The presentation was very well received. The publication of the first human experience appeared in the New England Journal of Medicine (NEJM) in 1980, featuring the first 3 implants by Roger Winkle at Sequoia Hospital in Redwood City, California.

Catheter Ablation

In 1979, while Robert Frank was performing EP testing for VT-related syncope, hemodynamically unstable VT was induced, and amid resuscitative efforts, the subclavian multipolar right ventricular apical catheter slipped back to the region of the AV node. Unbeknownst to anyone, the exposed catheter pin plugs were left lying on the patient’s bare chest, beneath one of the paddles. The 100-joule shock not only restored sinus rhythm, making it the first case of intracardiac cardioversion, but it also caused complete AV block and the first case of AV junctional ablation. This was the beginning of catheter ablation.
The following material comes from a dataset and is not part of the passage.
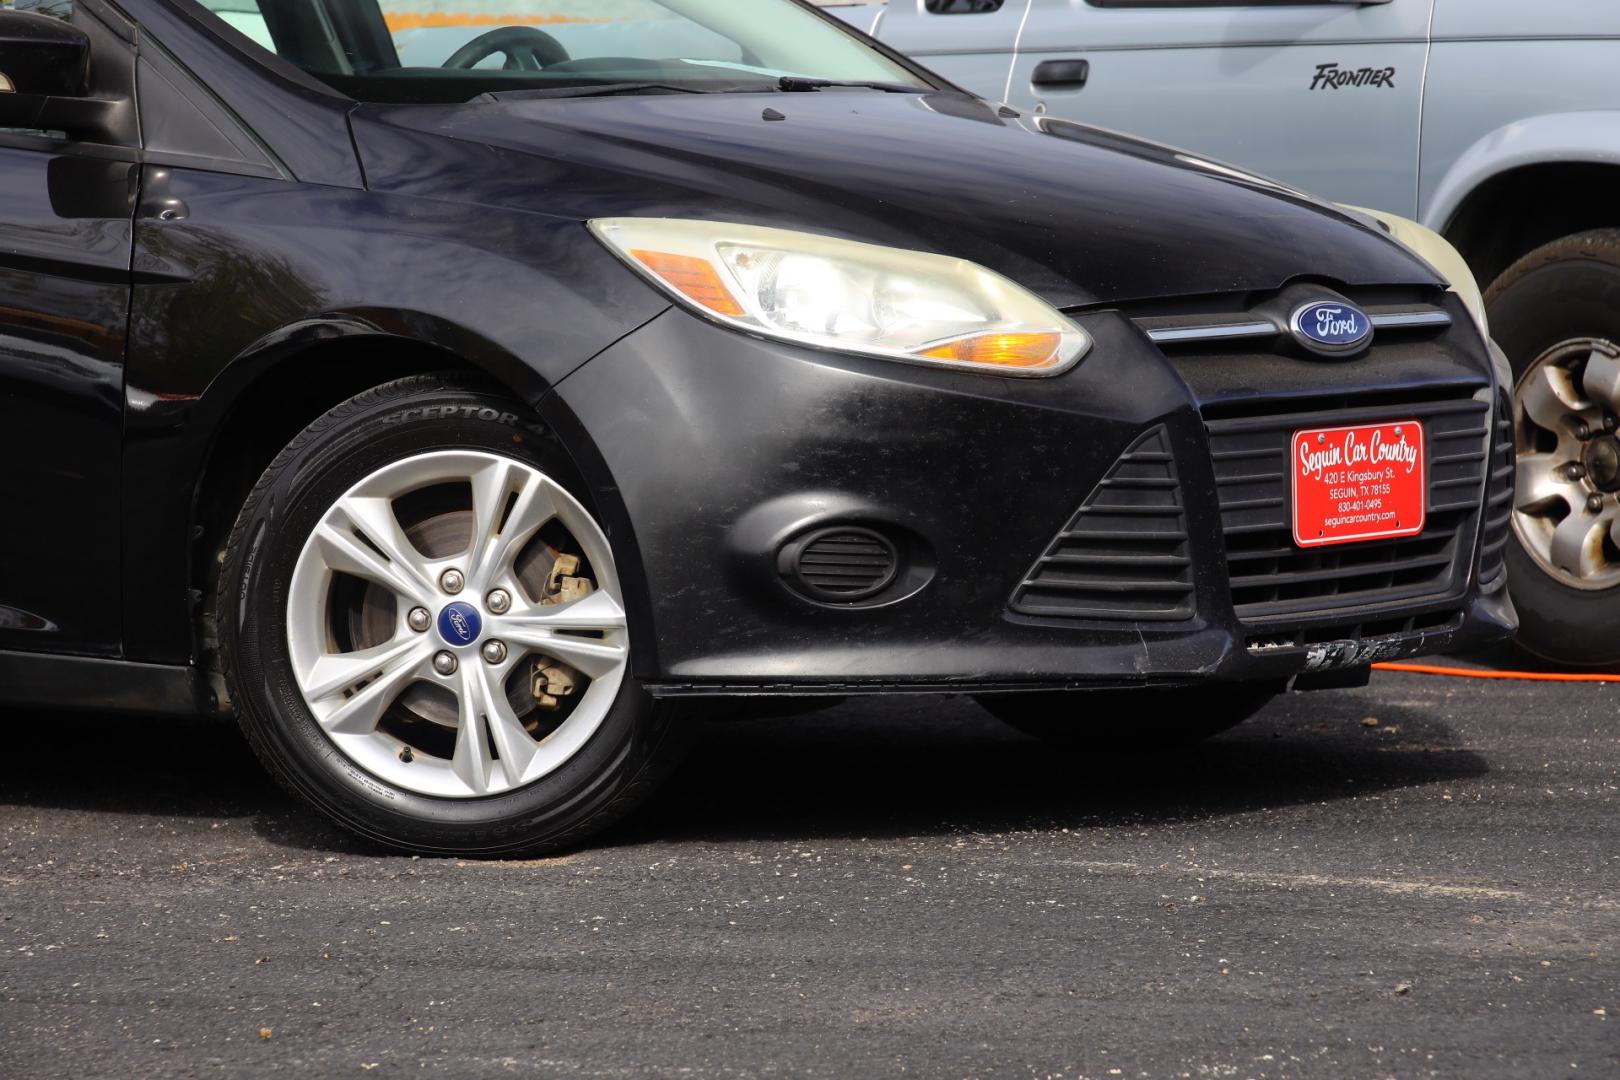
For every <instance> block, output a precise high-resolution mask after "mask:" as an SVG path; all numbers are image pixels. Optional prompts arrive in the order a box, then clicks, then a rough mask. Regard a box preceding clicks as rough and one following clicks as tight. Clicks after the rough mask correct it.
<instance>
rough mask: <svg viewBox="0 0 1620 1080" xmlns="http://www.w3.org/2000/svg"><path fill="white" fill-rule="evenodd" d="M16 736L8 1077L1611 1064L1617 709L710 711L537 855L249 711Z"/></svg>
mask: <svg viewBox="0 0 1620 1080" xmlns="http://www.w3.org/2000/svg"><path fill="white" fill-rule="evenodd" d="M1110 722H1121V724H1123V722H1128V717H1118V719H1116V721H1110ZM0 729H3V730H5V733H6V737H8V738H6V753H5V755H3V756H0V1077H3V1078H5V1080H13V1078H29V1080H32V1078H34V1077H73V1078H75V1080H83V1078H87V1077H139V1078H143V1080H147V1078H157V1077H219V1075H227V1077H275V1075H314V1077H345V1075H371V1077H441V1075H444V1077H462V1075H465V1077H492V1075H517V1077H697V1078H708V1077H727V1078H742V1077H1017V1078H1045V1077H1053V1078H1056V1077H1063V1078H1076V1077H1093V1078H1106V1077H1427V1075H1443V1077H1469V1078H1474V1077H1515V1078H1518V1077H1565V1075H1567V1077H1617V1075H1620V685H1537V683H1505V682H1476V680H1456V678H1432V677H1414V675H1393V674H1380V675H1379V677H1377V678H1375V680H1374V685H1372V687H1371V688H1367V690H1358V691H1336V693H1317V695H1299V696H1293V698H1286V699H1283V701H1278V703H1277V704H1273V706H1270V708H1268V709H1267V711H1265V712H1264V714H1262V716H1260V717H1259V719H1257V721H1254V722H1251V724H1249V725H1246V727H1243V729H1239V730H1236V732H1231V733H1228V735H1223V737H1220V738H1217V740H1212V742H1209V743H1205V745H1202V746H1199V748H1196V750H1189V751H1174V753H1160V755H1149V756H1126V758H1118V756H1115V758H1106V756H1095V755H1087V753H1085V751H1081V750H1053V748H1051V746H1045V745H1042V743H1037V742H1034V740H1030V738H1025V737H1022V735H1017V733H1014V732H1011V730H1008V729H1004V727H1001V725H998V724H996V722H995V721H993V719H990V717H988V716H987V714H985V712H982V711H980V709H978V708H977V706H975V704H972V703H970V701H967V699H962V698H927V699H914V701H902V703H886V704H870V703H868V704H842V706H836V708H833V709H828V711H823V712H818V714H813V716H804V717H797V719H781V721H758V722H727V724H713V725H710V727H708V730H706V735H705V738H703V740H701V743H700V746H698V748H697V751H695V753H693V758H692V761H690V764H689V766H687V769H685V771H684V772H682V774H680V776H679V779H677V780H676V782H674V784H672V785H671V787H669V789H666V790H664V793H663V795H661V797H659V798H658V801H656V803H654V805H651V806H650V808H648V810H646V811H645V813H643V814H640V816H638V818H637V819H633V821H632V823H630V824H629V826H624V827H620V829H619V831H617V832H614V834H611V836H609V837H606V839H603V842H601V844H599V845H598V847H593V848H590V850H582V852H575V853H569V855H562V857H557V858H549V860H536V861H525V863H476V861H473V863H468V861H458V860H433V858H408V857H394V855H384V853H377V852H374V850H369V848H366V847H364V845H361V844H356V842H353V840H350V839H348V837H345V836H342V834H339V832H334V831H332V829H329V827H326V826H322V824H321V823H319V821H316V819H314V818H313V816H311V814H308V813H306V811H303V810H301V808H300V806H296V805H295V803H293V801H292V800H290V798H287V797H285V795H282V793H280V792H279V790H277V789H275V787H274V785H272V784H271V782H269V780H266V779H264V777H262V774H261V772H259V769H258V766H256V763H254V761H253V759H251V756H249V755H248V751H246V750H245V748H243V745H241V742H240V738H238V737H237V733H235V730H233V729H230V727H227V725H220V724H209V722H178V724H177V722H154V721H136V719H128V717H118V716H87V717H86V716H45V714H3V716H0Z"/></svg>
Jacques Vedel and Robert Frank’s publication appeared to receive little attention, but within a matter of months, their experience was being replicated in animal studies at the University of Michigan and the University of California-San Francisco to validate the approach. The first clinical manuscripts on catheter ablation using direct current (DC) appeared in the January 1982 issue of NEJM (Gallagher, Duke) and the August 1982 issue of the Journal of the American Medical Association (JAMA) (Scheinman, UCSF).

Eight years of poor outcomes involving DC catheter ablation turned the attention to RF current, a more forgiving energy form already widely used as electrocautery in surgery or as diathermy in physical medicine. The collaboration between Paul Nardella, who later founded the American Catheter Ablation Corporation, Will Webster, then-president and founder of Webster Laboratories, and Sonny Jackman, an electrophysiologist at the University of Oklahoma, led to the development and refinement of the technique of RF catheter ablation between 1987 and 1991.

By 1990, over 120 electrophysiologists visited the EP laboratory at Oklahoma Memorial Hospital to watch the beginning of a new era known as interventional EP. Since 1990, RF catheter ablation has represented the most commonly performed potentially curative procedure in cardiology. n

Disclosure: The author has completed and returned the ICMJE Form for Disclosure of Potential Conflicts of Interest, and reports no conflicts of interest regarding the content herein.